Ayan Sinha Mahapatra
FOSS Maintainer at AboutCode
Actions
Ayan is a core maintainer of ScanCode, the leading FOSS software composition analysis and license scanner. He also contributes to other AboutCode tools, which are a suite of FOSS tools, open data and public instances supported by the community. AboutCode helps you understand your dependencies (declared or hidden), what is the license/origin of the code used, are there security vulnerabilities, is the project maintained etc. He is also a Google Summer of Code (GSoC) mentor for AboutCode.
SBOM Quality and Accuracy: we need more than a simple “SBOM button” for compliance
India, US, EU, and other governments introduced cybersecurity regulations for anyone distributing software. Any software maintainer, contributor, and developer, needs to be aware of their software dependencies and any associated risk, and how to efficiently manage these software components. This is most often – and now regulated – with SBOMs.

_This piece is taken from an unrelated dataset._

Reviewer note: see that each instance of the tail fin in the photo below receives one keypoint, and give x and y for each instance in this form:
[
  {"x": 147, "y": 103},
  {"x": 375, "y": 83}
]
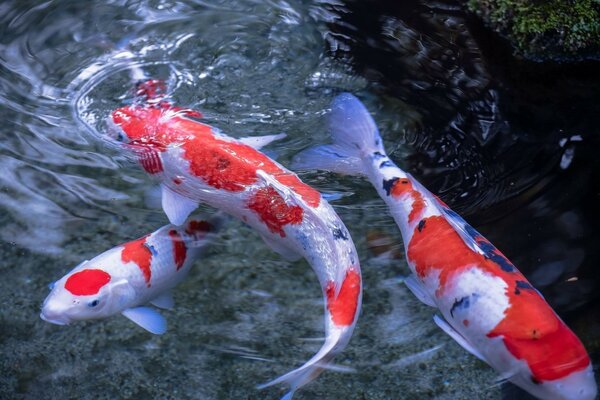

Open source compliance – both licensing and security – is simple: Generate SBOMs and checkmarks in the compliance process. But correct compliance requires accuracy and quality. This can be challenging with false positives, undeclared reuse of files and snippets, vulnerability reachability, binary scanning, new manifest and exchange formats, and vulnerability disclosures, and other issues. All developers need to know how to resolve these challenges in compliance pipelines.
In this talk, Ayan will discuss best practices and share open source tools
Improving license compliance at scale for everyone with ScanCode
ScanCode is the leading license detection tool out there, and ScanCode licenseDB is the largest database of software licenses.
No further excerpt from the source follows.